One staggering aspect of the American society is the level of inequality, in particular when it comes to wealth and race. The top 1% holds 15x more wealth than the bottom 50% combined. One often hears democrats complain that the rich have political power to cut their taxes to almost nothing, sometimes literally nothing. In fact, Jeff Bezos, the richest man in the world at that point, paid no federal income taxes in 2007 or in 2011. The 400 richest Americans pay a much lower overall tax rate than almost anyone else. What the democrats seem to forget is that every American use the same tax system, created by the politicians, both democrats and republicans, and within the framework of the system, many legally pay zero taxes. The problem is not one political party or the taxpayers, the problem is the tax system combined with political unwillingness to change it. 

About 50% of Americans pay no income tax and about 50% of corporations pay no tax. Clearly something is wrong with a system full of deductibles, but the American population is not the issue. As the tax system is built on deductions, the more assets and wealth you have, the more deductions you can take, thereby reducing and minimizing the tax you pay. 

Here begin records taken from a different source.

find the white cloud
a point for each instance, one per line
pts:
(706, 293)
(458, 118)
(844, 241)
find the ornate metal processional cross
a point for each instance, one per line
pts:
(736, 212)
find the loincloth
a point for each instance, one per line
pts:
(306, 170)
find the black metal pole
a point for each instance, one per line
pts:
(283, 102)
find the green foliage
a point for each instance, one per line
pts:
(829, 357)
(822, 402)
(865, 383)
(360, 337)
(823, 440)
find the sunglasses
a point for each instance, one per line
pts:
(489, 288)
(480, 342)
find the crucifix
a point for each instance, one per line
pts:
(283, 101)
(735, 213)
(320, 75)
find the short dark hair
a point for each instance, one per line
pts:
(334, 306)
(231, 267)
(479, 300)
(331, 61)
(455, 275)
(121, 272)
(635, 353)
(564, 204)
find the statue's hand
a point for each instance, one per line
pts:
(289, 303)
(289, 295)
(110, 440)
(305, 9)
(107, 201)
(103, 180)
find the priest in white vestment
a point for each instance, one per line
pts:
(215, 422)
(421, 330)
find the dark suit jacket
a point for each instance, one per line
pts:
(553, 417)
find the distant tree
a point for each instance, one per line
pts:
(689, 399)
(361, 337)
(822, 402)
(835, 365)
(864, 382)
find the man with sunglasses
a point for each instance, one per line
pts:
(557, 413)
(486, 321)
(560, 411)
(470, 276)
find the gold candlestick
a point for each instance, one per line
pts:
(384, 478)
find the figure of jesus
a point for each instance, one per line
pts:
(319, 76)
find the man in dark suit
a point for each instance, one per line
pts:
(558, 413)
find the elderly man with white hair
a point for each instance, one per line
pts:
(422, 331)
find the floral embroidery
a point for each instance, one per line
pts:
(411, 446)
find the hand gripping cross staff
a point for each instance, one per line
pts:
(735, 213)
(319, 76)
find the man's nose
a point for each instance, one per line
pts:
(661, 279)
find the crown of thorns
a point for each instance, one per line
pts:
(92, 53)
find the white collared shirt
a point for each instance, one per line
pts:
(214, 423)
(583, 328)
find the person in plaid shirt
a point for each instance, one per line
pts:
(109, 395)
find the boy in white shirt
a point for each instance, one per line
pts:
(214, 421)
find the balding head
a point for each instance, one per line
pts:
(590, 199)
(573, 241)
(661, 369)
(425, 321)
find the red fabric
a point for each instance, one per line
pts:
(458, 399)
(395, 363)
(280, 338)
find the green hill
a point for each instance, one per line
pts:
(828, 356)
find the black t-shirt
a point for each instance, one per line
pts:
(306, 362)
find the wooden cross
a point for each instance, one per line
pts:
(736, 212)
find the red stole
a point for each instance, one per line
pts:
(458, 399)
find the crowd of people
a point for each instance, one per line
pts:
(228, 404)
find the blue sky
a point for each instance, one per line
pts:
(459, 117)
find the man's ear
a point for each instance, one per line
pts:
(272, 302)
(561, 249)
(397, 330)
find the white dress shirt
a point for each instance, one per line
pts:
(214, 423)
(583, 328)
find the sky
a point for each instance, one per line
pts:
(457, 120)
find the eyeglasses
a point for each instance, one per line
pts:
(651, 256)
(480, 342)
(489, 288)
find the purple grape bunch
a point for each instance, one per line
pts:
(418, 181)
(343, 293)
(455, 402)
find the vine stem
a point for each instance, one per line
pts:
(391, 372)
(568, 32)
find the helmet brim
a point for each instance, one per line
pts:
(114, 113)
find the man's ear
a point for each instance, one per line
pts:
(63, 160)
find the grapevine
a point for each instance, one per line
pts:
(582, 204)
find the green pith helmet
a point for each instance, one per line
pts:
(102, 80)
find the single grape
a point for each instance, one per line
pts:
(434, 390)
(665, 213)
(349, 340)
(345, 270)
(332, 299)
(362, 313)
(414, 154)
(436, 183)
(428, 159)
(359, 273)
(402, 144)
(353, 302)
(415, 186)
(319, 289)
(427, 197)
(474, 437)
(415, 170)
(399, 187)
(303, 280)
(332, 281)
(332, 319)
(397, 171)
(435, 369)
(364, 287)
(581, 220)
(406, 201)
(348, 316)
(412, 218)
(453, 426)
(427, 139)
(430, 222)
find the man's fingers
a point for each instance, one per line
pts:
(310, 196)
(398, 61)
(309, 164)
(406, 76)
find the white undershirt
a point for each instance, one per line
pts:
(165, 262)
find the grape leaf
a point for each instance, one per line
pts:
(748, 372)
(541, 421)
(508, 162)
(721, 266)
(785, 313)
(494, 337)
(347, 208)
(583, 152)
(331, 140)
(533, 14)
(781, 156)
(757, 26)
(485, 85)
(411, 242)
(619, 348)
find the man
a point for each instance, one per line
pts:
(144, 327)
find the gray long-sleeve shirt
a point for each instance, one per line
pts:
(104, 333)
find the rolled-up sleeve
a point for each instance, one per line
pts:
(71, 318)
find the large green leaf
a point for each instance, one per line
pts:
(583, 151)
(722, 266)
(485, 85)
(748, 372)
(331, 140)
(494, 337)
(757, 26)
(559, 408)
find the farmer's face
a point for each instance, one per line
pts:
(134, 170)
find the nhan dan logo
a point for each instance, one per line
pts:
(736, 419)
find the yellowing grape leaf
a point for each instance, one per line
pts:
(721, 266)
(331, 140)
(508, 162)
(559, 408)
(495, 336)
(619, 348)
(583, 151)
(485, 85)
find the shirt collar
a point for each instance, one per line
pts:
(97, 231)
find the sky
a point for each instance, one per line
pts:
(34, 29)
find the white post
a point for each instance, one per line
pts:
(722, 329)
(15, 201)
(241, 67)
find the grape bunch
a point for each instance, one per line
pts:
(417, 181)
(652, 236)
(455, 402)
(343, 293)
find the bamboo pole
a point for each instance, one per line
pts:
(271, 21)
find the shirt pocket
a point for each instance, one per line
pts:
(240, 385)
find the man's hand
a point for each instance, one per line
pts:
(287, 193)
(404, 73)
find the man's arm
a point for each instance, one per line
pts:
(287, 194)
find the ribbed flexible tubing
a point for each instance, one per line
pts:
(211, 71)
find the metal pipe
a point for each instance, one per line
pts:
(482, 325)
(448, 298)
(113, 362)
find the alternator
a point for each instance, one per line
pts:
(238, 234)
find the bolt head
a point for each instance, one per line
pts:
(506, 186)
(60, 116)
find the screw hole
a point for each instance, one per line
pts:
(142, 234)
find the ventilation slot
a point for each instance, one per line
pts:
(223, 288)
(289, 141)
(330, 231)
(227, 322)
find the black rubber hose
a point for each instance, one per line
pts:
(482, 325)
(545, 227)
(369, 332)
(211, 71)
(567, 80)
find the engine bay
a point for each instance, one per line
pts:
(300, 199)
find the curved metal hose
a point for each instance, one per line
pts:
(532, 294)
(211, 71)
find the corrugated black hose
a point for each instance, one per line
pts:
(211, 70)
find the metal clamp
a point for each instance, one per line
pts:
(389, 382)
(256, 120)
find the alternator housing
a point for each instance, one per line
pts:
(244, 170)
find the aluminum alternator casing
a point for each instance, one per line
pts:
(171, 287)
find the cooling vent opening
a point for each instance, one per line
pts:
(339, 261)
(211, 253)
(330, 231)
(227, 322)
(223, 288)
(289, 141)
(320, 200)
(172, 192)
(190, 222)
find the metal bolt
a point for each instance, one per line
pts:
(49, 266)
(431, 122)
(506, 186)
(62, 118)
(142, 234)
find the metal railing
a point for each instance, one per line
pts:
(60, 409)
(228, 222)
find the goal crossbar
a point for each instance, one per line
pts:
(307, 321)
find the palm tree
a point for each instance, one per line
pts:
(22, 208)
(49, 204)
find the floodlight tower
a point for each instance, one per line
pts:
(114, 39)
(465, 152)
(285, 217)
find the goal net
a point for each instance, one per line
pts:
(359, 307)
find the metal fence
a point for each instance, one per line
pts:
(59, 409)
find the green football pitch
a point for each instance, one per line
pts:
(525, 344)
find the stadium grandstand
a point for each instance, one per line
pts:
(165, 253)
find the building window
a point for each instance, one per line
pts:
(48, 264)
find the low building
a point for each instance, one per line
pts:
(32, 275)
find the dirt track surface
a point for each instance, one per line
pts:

In so many cases in America, the problem is systematic, created by politicians. Another area of inequality is that the racial wealth gap is even starker. The typical black household owns just 13 cents of wealth for every dollar of wealth owned by the typical white household. Black people are jailed at 6x the rate of white people in the U.S. The creation of black segregated ghettos, poor education, unemployment, crimes and drug use have made it difficult for blacks to get a chance in society, but also here, it is a structural deliberate creation of an underclass. There seems to be limited or no interest to change this. 

Teddy Roosevelt, the 26th president, once mentioned that “a small class of enormously wealthy and economically powerful men, whose chief object is to hold and increase their power, could destroy American democracy.” 

Today, the wealthy do not necessarily aim to destroy democracy, but the establishment do not seem to understand that a change of the tax system is crucial to reduce inequality, reduce poverty, increase federal revenues and to make everyone pay a fair amount of taxes. The same unwillingness to change status quo seems to be the case for race related poverty and inequality. For some reason these problems are not on the agenda in Washington.